The guy eating alone is reading a book called Never Eat Alone, the yolk of his poached eggs robeing his plate in orange, and I am jealous because I am hungry and his hair looks like how I would want mine to look if I still felt like a boy sometimes.
The woman seated behind him is nearly done with a hardcover titled WAR.
I’ve been meaning to go to B&H since I moved to the city because when pierogis call I will always run to them. It’s got three tables and signs everywhere that say NO GUNS NO PHONES. Yesterday I showed up and it was closed so I got a bagel around the corner instead. I was angry. My bagel was unmagic. I sat on a dirty red bench and watched a pigeon go at a gull on the curb. The gull wanted the pizza the pigeon was eating, but the pigeon clearly just wanted to get a hit or two in. I watched them dance around each other and thought about violence. They were so beautiful in the sun.
The closest I’ve come to going at a gull: kneeing a guy for putting his hand down my pants at a club, kneeing a different guy for something worse, and what happened at a single jiu-jitsu lesson I took when I was eight, back in Oregon. I don’t like thinking about the first two things so I kicked my toes into the sidewalk and thought about the third. The instructor was named Pete and he was really skinny and he smelled like the inside of an airplane. The first thing he taught us that day was how to sit. Never lean back on your hands with your elbows locked, he said, because someone could jab you on the inside of your elbow/s and then you’d be flat on your back and totally cooked.
“Can we get to the interesting stuff?” someone said.
Pete, who I’d decided was God, rolled his eyes and told us to pair up.
“Now,” he said, “fight.”
We beat the crap out of each other, which was awesome until I coughed up blood (only a little) in the backseat of my mom’s 2007 Honda Civic on the ride home. I missed the window spitting it out but sank the shot on the suits she’d just grabbed back from the dry cleaners. She didn’t let me take another lesson. I hated her for this up until the moment I developed hindsight and critical thinking, which happened at exactly 12:08 AM in my prom date’s motel suite when I was seventeen. The weight of the entire world and the sensation of his hands on my waist hit me like a semi and I threw up on his chest — the shirt was gone but the silk tie wasn’t — and then I blurted out that I was moving to New York, and hey, maybe this wasn’t going to work.

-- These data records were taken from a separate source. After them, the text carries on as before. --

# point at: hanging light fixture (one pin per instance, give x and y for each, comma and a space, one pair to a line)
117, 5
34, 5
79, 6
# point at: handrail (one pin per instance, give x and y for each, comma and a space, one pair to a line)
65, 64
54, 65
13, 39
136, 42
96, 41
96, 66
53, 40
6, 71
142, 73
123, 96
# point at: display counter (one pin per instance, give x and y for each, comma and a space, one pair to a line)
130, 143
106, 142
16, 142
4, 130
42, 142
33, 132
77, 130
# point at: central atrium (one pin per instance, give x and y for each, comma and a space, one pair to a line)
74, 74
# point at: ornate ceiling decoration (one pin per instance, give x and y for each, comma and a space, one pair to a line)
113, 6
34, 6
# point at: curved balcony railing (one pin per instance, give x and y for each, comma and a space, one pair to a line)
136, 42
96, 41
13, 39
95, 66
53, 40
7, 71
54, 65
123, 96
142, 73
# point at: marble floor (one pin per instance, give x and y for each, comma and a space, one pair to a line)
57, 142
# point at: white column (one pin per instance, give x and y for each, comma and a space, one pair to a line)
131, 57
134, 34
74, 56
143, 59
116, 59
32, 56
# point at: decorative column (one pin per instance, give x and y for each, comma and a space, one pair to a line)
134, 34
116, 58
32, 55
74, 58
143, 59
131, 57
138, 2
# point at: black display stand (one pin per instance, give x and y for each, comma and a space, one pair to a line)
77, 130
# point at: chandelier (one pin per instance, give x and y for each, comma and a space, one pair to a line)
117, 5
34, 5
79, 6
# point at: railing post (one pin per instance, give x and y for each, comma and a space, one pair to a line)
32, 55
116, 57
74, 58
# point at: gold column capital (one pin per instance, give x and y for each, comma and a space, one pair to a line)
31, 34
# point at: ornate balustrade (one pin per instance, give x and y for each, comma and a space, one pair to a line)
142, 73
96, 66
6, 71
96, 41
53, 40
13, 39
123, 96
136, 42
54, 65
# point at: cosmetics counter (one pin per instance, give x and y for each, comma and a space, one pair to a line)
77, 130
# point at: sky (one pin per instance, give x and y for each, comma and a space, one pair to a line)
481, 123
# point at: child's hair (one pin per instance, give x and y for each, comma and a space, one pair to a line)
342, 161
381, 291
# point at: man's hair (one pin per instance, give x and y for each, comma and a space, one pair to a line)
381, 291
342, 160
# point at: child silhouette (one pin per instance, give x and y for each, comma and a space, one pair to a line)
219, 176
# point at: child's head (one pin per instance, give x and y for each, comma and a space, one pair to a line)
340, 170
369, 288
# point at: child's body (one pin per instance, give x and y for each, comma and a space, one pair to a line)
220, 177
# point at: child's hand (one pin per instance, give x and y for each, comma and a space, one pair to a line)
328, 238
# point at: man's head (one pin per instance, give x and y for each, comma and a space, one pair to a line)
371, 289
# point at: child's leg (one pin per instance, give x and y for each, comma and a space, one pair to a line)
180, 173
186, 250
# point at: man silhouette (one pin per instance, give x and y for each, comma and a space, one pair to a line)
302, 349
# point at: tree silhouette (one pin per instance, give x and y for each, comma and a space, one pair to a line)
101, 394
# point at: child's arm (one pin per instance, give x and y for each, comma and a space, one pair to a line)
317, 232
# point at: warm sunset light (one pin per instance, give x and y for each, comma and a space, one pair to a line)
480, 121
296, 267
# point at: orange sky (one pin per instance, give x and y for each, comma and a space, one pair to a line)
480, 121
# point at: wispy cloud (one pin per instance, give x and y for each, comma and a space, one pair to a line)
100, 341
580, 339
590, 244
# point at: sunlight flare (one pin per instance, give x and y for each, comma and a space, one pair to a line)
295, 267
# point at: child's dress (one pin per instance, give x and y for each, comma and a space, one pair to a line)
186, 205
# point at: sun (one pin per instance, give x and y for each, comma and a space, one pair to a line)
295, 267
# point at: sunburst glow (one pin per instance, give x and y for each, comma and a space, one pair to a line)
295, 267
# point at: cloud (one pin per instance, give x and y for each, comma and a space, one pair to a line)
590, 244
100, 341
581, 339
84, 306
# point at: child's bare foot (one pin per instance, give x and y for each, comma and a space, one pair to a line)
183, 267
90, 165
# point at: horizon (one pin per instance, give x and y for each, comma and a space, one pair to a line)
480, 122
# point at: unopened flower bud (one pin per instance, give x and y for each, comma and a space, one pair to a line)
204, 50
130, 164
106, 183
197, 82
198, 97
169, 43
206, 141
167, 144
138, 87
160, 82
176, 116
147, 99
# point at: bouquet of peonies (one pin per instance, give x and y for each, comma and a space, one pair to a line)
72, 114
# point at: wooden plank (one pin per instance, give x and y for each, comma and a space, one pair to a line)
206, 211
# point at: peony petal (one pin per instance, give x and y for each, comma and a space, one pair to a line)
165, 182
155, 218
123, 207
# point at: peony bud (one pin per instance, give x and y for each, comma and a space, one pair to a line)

“Do you hate me?” he asked, doe-eyed, margarita pulp tangled up in his chest hair. It looked like wet kelp.
“Yes,” I said. “But it’s not your fault.”
“Everyone always leaves me,” he said.
“I know,” I said. “I’m sorry.”
Back in B&H, a pair of warm arms carry a bowl of borscht to me without care for what someone could do to their locked joints.
I watch the woman finish WAR while I wait for it to cool.